A supervisor asked him to work on a movie in California. He was supposed to be working as a freelance animator for two months but ended up staying in the Golden State for a decade.

The film that got him in the door to Hollywood was Tim Burton’s “Alice in Wonderland,” and he also worked on visual effects for the Universal ride “Harry Potter and the Forbidden Journey.”

Jake’s career skyrocketed, and he eventually worked on 30 television shows with some movies in between. The Netflix original “Hemlock Grove” was nominated for an Emmy in 2013. The experience of bringing his family to the Emmy Awards and the red carpet was magical; however, “Game of Thrones” was the other nomination for the award, and that show won the Emmy that year.

While he had considerable success as an animator in Hollywood, Jake was ready to step away after a decade in the spotlight. He shared why he wanted to make the change.

“I was ready for a better work life balance,” Long said. “It was a really cool experience. But the hours, especially in the TV industry and film industry, can get pretty intense. Your nights and your weekends, your whole life starts to revolve around that work schedule.”

Now he works as an animation specialist at the Lawrence Livermore National Laboratory in California’s Bay Area or the “East Bay” about 45 minutes from San Francisco.

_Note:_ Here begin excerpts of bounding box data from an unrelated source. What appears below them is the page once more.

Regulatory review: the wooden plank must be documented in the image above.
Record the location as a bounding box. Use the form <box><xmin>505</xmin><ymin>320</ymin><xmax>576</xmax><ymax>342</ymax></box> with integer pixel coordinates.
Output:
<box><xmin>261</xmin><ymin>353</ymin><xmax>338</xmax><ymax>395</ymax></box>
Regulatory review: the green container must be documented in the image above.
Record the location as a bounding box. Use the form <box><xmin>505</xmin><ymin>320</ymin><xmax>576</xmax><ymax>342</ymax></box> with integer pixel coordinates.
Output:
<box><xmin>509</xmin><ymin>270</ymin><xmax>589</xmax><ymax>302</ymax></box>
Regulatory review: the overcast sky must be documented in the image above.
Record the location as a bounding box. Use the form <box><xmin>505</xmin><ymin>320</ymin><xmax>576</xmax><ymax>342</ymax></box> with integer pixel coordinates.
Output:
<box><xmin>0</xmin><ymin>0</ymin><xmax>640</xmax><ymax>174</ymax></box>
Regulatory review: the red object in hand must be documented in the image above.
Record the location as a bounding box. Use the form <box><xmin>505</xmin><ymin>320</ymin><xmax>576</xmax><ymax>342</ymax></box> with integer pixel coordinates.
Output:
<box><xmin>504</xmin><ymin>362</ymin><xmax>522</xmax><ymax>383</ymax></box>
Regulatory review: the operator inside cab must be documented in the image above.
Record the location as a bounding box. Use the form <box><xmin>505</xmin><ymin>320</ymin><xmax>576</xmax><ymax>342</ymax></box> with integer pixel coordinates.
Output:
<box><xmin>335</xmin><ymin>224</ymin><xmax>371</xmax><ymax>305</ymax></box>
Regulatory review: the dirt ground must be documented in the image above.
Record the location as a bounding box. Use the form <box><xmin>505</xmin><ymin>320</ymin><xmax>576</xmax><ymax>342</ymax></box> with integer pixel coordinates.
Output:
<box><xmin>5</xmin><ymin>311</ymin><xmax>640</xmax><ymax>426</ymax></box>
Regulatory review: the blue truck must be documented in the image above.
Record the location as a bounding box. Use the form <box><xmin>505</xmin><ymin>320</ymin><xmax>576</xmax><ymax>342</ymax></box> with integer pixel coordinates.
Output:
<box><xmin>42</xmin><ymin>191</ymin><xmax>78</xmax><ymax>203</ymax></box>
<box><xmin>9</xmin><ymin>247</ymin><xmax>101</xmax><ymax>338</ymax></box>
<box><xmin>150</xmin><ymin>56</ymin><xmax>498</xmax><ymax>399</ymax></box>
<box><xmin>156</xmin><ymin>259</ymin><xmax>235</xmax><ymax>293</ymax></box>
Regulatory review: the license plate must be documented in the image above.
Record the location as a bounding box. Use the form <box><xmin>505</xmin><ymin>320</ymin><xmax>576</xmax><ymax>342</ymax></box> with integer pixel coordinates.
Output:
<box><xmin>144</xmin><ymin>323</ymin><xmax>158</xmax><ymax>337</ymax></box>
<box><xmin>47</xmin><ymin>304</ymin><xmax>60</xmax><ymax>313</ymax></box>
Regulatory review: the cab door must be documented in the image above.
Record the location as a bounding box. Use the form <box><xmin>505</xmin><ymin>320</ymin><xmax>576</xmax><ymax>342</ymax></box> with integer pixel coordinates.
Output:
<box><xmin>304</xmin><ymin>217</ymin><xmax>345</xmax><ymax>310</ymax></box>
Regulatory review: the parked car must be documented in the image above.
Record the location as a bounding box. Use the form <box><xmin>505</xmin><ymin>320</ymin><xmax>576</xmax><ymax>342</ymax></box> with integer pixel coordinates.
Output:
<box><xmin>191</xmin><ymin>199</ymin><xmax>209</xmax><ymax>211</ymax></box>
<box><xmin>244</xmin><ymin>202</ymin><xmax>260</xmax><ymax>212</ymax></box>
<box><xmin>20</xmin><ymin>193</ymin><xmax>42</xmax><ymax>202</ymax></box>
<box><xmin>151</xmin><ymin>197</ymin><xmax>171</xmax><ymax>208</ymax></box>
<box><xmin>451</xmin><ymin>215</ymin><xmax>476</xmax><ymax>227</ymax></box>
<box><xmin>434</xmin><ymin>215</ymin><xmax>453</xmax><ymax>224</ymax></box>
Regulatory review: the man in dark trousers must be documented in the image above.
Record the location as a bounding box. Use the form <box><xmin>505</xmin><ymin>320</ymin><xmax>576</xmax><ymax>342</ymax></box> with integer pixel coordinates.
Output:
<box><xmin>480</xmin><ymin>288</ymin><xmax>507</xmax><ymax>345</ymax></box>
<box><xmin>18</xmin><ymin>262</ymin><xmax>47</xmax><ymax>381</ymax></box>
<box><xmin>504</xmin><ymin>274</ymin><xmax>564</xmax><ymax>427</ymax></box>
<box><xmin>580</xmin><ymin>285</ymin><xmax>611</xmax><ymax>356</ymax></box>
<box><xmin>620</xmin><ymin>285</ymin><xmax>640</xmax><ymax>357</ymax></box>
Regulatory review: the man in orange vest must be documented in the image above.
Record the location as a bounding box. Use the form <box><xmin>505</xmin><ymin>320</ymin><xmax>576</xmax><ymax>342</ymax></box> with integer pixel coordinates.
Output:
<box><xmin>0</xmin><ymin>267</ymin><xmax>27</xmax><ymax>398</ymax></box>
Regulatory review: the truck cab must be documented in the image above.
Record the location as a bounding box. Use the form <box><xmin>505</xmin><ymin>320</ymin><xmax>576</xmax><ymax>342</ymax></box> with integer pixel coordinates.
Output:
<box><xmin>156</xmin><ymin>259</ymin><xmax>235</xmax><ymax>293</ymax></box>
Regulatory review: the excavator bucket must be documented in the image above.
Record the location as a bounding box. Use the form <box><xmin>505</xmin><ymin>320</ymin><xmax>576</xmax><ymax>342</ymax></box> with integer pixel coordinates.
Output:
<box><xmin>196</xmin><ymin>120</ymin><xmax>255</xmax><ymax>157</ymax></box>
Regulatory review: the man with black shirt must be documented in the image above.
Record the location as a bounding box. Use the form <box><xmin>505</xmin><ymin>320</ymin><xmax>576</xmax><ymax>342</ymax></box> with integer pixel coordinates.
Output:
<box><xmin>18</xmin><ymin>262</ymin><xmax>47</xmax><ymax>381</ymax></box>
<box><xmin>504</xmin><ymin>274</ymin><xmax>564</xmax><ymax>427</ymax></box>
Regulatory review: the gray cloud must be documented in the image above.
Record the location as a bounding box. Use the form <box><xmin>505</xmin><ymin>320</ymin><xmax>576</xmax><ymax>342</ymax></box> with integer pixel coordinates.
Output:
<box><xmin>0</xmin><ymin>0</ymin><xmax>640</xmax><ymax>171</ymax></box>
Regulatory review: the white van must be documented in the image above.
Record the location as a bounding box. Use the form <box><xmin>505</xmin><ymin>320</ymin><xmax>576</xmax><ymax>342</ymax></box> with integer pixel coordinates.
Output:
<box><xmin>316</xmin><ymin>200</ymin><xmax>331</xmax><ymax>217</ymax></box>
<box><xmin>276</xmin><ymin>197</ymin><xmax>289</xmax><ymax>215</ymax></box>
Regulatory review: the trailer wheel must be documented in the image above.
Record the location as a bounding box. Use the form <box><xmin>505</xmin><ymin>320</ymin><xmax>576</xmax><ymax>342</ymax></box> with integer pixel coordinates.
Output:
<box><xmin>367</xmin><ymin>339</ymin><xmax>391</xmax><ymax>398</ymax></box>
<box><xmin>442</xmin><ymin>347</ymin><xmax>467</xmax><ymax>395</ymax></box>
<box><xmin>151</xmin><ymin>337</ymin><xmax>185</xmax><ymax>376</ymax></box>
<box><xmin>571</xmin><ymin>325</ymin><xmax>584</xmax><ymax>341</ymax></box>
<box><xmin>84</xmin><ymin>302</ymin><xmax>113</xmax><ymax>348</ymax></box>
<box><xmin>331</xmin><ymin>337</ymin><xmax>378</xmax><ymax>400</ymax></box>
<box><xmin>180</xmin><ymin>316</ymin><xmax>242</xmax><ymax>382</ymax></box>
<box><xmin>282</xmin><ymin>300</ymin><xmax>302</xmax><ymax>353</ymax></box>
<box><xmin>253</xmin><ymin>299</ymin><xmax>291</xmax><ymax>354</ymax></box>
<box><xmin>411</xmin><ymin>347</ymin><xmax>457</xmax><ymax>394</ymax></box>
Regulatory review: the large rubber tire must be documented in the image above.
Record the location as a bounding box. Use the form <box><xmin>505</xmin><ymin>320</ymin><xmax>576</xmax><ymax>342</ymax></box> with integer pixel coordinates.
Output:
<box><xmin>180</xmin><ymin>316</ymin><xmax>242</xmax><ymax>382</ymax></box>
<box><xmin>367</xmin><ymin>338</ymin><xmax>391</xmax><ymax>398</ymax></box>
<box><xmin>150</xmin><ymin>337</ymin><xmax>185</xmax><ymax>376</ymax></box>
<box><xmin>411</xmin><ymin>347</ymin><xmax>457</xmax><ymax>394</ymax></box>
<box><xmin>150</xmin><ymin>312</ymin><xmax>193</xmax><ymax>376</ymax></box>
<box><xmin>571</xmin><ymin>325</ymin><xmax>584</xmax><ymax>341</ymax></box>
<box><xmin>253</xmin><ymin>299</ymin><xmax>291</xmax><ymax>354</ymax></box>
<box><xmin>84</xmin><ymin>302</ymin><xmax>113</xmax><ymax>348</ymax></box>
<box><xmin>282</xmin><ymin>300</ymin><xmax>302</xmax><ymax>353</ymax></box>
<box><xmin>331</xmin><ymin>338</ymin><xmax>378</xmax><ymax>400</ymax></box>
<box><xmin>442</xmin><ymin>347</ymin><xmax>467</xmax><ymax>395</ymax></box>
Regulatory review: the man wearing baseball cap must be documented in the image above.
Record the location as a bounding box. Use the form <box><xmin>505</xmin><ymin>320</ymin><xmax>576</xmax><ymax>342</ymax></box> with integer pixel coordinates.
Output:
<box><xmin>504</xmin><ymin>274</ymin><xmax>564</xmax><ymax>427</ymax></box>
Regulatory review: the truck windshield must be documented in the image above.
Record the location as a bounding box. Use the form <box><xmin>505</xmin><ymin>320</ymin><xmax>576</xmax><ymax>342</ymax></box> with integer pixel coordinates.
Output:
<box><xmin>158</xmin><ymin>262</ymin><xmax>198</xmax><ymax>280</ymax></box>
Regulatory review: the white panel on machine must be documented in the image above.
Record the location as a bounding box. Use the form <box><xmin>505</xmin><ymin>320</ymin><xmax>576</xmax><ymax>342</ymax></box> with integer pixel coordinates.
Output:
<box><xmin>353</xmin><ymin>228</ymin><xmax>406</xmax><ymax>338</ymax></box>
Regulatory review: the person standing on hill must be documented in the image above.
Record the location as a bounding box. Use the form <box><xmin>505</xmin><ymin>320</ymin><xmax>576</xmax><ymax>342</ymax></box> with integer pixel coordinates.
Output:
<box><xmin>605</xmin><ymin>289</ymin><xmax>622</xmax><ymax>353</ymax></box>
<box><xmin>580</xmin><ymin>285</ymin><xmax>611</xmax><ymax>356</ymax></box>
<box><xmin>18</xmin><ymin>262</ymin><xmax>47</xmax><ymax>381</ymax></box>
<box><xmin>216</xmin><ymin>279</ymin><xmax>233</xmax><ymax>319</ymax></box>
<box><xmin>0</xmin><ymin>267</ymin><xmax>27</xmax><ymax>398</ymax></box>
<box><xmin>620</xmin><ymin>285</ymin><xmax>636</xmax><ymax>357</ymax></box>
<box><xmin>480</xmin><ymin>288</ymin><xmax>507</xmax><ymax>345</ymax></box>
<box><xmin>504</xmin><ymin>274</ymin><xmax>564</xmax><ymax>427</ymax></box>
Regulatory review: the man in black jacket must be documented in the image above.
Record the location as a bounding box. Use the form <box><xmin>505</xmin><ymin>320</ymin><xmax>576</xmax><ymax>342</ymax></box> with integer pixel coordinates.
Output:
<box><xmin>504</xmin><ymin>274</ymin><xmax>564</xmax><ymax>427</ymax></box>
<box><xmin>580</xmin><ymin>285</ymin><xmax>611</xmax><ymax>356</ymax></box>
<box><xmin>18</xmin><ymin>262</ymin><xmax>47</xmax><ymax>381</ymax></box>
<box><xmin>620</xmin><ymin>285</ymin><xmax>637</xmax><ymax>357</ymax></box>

The laboratory conducts groundbreaking research for a slew of scientific fields but recently they made a new discovery in nuclear fusion that Long was able to animate in a digestible way.

At the National Ignition Facility Laser and Target Area Building, on the laboratory’s premises, scientists were able to achieve ignition through fusion by firing a laser onto a pellet that burned hotter than the center of the sun. This discovery paves the way for new clean fusion energy and for humanity to no longer solely rely on fossil fuels.

Long’s team essentially rebooted an old animation from a decade ago since facility staff thought this achievement would’ve been done by then; his team worked on it for a year. It was pure happenstance that they were able to finish the animation two months after completion.

The animation was used all over the news to portray the discovery for the average person, and renowned scientists like Dr. Neil DeGrasse Tyson used the animation.

With all of these accomplishments under his belt, Long still considers Lakeland his home and credits LCS for building a rock solid foundation of values and principles that has given him a compass that can always find center.

“I can’t draw a straight line from faith to an Emmy nomination, or any other success, but I think it does bring us a strength in a lot of things, sort of a way of being,” Long said.

He plans on continuing to contribute to the advancement of the sciences by using animation to portray complex discoveries for people to understand.